It seems you misunderstood point (2).  See what I said below:

	So if you do want to implement the DIRECT_KEY method, the natural thing
	to do would be to store a 16-byte nonce along with each extent, and use
	the DIRECT_KEY IV generation method as-is.  It seems that you've done it
	a bit differently; you store a 32-byte nonce and generate the IV as
	'nonce + lblk_num', instead of 'nonce || lblk_num'.  I think that's a
	mistake -- it should be exactly the same.

	If the issue is that the 'nonce || lblk_num' method doesn't allow for
	AES-XTS support, we could extend DIRECT_KEY to do 'nonce + lblk_num'
	*if* the algorithm has a 16-byte IV size and thus has to tolerate some
	chance of IV reuse.  Note that this change would be unrelated to
	extent-based encryption, and could be applied regardless of it.

So:

1.) Provided that you've decided against per-extent keys, and are not trying to
    support UFS and eMMC inline encryption hardware, then you should *only*
    support DIRECT_KEY -- not other settings that don't make sense.

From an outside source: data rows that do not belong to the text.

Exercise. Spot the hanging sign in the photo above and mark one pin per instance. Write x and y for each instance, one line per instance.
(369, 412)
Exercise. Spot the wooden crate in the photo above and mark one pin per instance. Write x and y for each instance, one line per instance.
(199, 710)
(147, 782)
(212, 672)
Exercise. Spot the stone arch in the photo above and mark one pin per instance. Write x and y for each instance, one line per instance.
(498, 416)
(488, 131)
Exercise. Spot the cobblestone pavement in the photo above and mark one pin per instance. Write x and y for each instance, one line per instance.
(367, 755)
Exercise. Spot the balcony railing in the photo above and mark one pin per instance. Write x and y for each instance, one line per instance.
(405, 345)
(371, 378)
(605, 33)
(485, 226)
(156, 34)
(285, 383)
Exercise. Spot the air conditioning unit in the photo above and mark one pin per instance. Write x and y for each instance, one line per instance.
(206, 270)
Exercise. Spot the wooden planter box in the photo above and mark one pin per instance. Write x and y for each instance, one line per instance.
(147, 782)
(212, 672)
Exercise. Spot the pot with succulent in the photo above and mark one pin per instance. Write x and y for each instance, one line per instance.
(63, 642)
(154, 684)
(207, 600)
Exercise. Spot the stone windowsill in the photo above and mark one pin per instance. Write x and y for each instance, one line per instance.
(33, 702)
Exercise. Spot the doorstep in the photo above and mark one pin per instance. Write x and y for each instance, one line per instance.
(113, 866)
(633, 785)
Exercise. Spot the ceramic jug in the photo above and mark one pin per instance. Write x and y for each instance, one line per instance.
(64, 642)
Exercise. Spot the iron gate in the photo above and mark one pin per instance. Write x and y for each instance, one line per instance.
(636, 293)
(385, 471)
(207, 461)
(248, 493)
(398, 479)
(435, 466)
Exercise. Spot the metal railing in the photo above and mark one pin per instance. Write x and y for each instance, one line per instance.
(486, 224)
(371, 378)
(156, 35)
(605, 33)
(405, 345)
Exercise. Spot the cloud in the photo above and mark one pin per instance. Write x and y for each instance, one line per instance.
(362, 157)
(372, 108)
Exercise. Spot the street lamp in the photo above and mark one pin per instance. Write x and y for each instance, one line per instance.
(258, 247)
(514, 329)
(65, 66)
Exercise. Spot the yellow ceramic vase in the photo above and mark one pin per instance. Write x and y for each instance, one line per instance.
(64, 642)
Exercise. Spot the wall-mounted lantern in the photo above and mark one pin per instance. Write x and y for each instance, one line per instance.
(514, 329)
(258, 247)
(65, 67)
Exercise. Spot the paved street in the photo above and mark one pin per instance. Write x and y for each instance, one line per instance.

2.) There should be a preparatory patch that makes DIRECT_KEY be allowed when
    the IV length is 16 bytes, using the method 'nonce + lblk_num' -- assuming
    that you need AES-XTS support and aren't planning on supporting Adiantum or
    AES-HCTR2 only.  (The small chance for IV reuse that it results in is not
    ideal, but it's probably tolerable.  Maybe the nonce should also be hashed
    with a secret key, like what IV_INO_LBLK_32 does with the inode number; I'll
    have to think about it.)  If you plan to just support AES-HCTR2 instead of
    AES-XTS, then you'd need a patch to allow AES-HCTR2 for contents encryption,
    as currently it is only allowed for filenames.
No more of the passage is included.